Beratung auf schnellem Wege - das JUNGE KREBSPORTAL

In einer Befragung von Betroffenen nach ihren Bedürfnissen und Herausforderungen wurde der Bedarf nach einer niedrigschwelligen sowie orts- und zeitunabhängigen Beratung deutlich. Natürlich bekommen die jungen Personen ärztliche Beratung, aber diese stellt sich in Anbetracht der vielen aufkommenden Fragen und Unsicherheiten oft als zeitintensiv und unflexibel heraus.

Mit diesem Wissen initiierte die Stiftung 2015 die Beratungsplattform JUNGES KREBSPORTAL, auf dem wichtige Informationen und Hilfsangebote gebündelt werden. Die Webseite umfasst fünf Schwerpunktbereiche, die Informationen und Beratungsangebote rund um das Leben mit der Diagnose Krebs enthalten. Der Bereich “Erste Hilfe” enthält Tipps und Erfahrungen von Betroffenen für junge Betroffene unmittelbar nach der Diagnose. Unter “Wissen für dich” werden alle Informationsangebote rund um sozialrechtliche Fragen und die Lebensgestaltung mit der Krankheit gesammelt und stetig ergänzt. Begonnen hat das Team allerdings mit einer onlinebasierten Einzelberatung und erst später folgte die umfassende Homepage mit den Hintergrundinformationen zur Selbstrecherche. Die angebotenen Online-Sprechstunden werden im Livestream auf YouTube und zu einem spezifischen Themenbereich angeboten, wobei Fragen live im Chat, über WhatsApp oder auch zuvor per E-Mail eingereicht werden können. Für eine tiefgreifende Beschäftigung mit Themen bietet die Stiftung zudem Webinare zu gefragten Themenschwerpunkten an, die mit einem Vortrag beginnen und einer anonymen Fragerunde enden. 

Das Angebot einer individuellen 1:1-Betreuung stellt mit über 1.600 registrierte Nutzer*innen den größten Bereich des Portals dar. Hierbei handelt es sich um eine onlinebasierte Einzelberatung durch Expert*innen zu Themen des Sozialrechts, wie Reha, Job und Wiedereingliederung sowie Immundefekten, Veränderungen des Hormonhaushaltes und integrativer Krebsmedizin. Die Themenbereiche werden stetig dem Bedarf der Nutzer*innen entsprechend erweitert.

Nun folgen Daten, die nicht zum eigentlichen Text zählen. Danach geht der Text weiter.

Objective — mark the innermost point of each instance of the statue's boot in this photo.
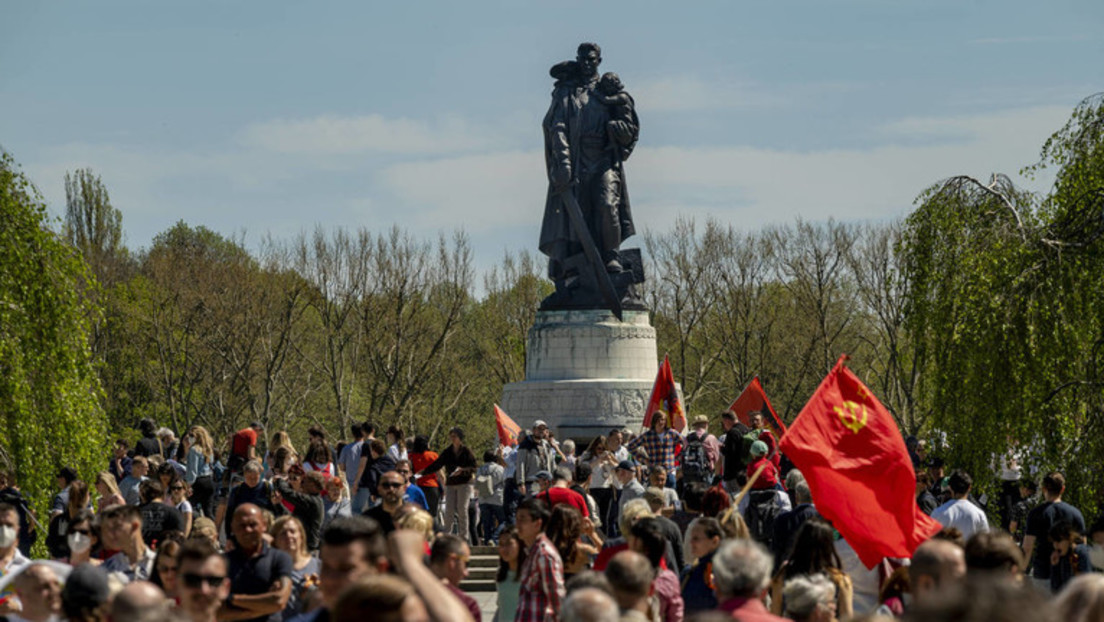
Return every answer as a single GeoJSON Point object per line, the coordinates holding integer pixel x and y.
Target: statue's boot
{"type": "Point", "coordinates": [611, 241]}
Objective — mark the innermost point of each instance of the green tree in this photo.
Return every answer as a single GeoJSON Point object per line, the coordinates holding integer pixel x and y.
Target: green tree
{"type": "Point", "coordinates": [49, 390]}
{"type": "Point", "coordinates": [93, 225]}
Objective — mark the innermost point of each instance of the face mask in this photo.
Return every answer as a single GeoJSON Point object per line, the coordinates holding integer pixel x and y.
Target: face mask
{"type": "Point", "coordinates": [78, 543]}
{"type": "Point", "coordinates": [7, 536]}
{"type": "Point", "coordinates": [1096, 556]}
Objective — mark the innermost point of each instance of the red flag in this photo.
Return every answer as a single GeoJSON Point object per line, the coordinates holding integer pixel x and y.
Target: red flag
{"type": "Point", "coordinates": [754, 398]}
{"type": "Point", "coordinates": [852, 455]}
{"type": "Point", "coordinates": [665, 399]}
{"type": "Point", "coordinates": [508, 431]}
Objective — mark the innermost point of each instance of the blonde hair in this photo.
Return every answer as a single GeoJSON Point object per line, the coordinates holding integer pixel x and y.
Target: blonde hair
{"type": "Point", "coordinates": [105, 478]}
{"type": "Point", "coordinates": [282, 440]}
{"type": "Point", "coordinates": [379, 597]}
{"type": "Point", "coordinates": [1082, 600]}
{"type": "Point", "coordinates": [417, 520]}
{"type": "Point", "coordinates": [734, 525]}
{"type": "Point", "coordinates": [633, 512]}
{"type": "Point", "coordinates": [283, 524]}
{"type": "Point", "coordinates": [203, 442]}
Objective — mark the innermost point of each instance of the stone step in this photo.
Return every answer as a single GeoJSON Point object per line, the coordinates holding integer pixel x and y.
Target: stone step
{"type": "Point", "coordinates": [481, 573]}
{"type": "Point", "coordinates": [470, 586]}
{"type": "Point", "coordinates": [483, 561]}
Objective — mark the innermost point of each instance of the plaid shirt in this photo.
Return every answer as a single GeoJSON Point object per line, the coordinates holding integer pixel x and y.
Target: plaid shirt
{"type": "Point", "coordinates": [541, 583]}
{"type": "Point", "coordinates": [662, 449]}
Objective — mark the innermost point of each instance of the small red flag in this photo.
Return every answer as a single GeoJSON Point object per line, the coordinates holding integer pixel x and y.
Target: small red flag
{"type": "Point", "coordinates": [508, 431]}
{"type": "Point", "coordinates": [852, 455]}
{"type": "Point", "coordinates": [754, 398]}
{"type": "Point", "coordinates": [665, 399]}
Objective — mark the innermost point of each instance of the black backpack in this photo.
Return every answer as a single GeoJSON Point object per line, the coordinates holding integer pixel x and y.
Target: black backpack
{"type": "Point", "coordinates": [762, 510]}
{"type": "Point", "coordinates": [744, 453]}
{"type": "Point", "coordinates": [693, 460]}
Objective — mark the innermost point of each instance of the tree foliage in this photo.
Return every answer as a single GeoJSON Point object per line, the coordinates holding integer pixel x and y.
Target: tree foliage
{"type": "Point", "coordinates": [1007, 311]}
{"type": "Point", "coordinates": [50, 396]}
{"type": "Point", "coordinates": [978, 319]}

Und so funktioniert’s: Die jungen Krebspatient*innen registrieren sich auf der Plattform und geben dort erste Informationen ein, die bei der späteren Zuweisung eines Beratenden helfen können. Angegeben werden können z.B. bestehenden und abgeschlossen Therapien oder Themenschwerpunkten, die von Interesse sind. Anschließend stellen sie ihre individuelle Anfrage, zu der sie auch Dokumente, wie Arztbriefe hochladen können. Die eingegangene Anfrage geht bei dem Team um Felix ein, das dem/der Nutzer*in nun eine spezialisierte, medizinische Fachperson zuweist. Die Berater*innen erhalten die Anfragen ebenfalls über das Portal und haben eine Woche Zeit, um zu antworten. In der Regel müssen die Betroffenen aber nur zwei Tage auf die Antwort warten. Felix sagt, seit es die App gibt, werden Fragen und auch Anworten noch schneller versendet. Die Betroffenen erhalten ihre Beratung über Online-Chat, in einem Telefonat oder auch im persönlichen Gespräch.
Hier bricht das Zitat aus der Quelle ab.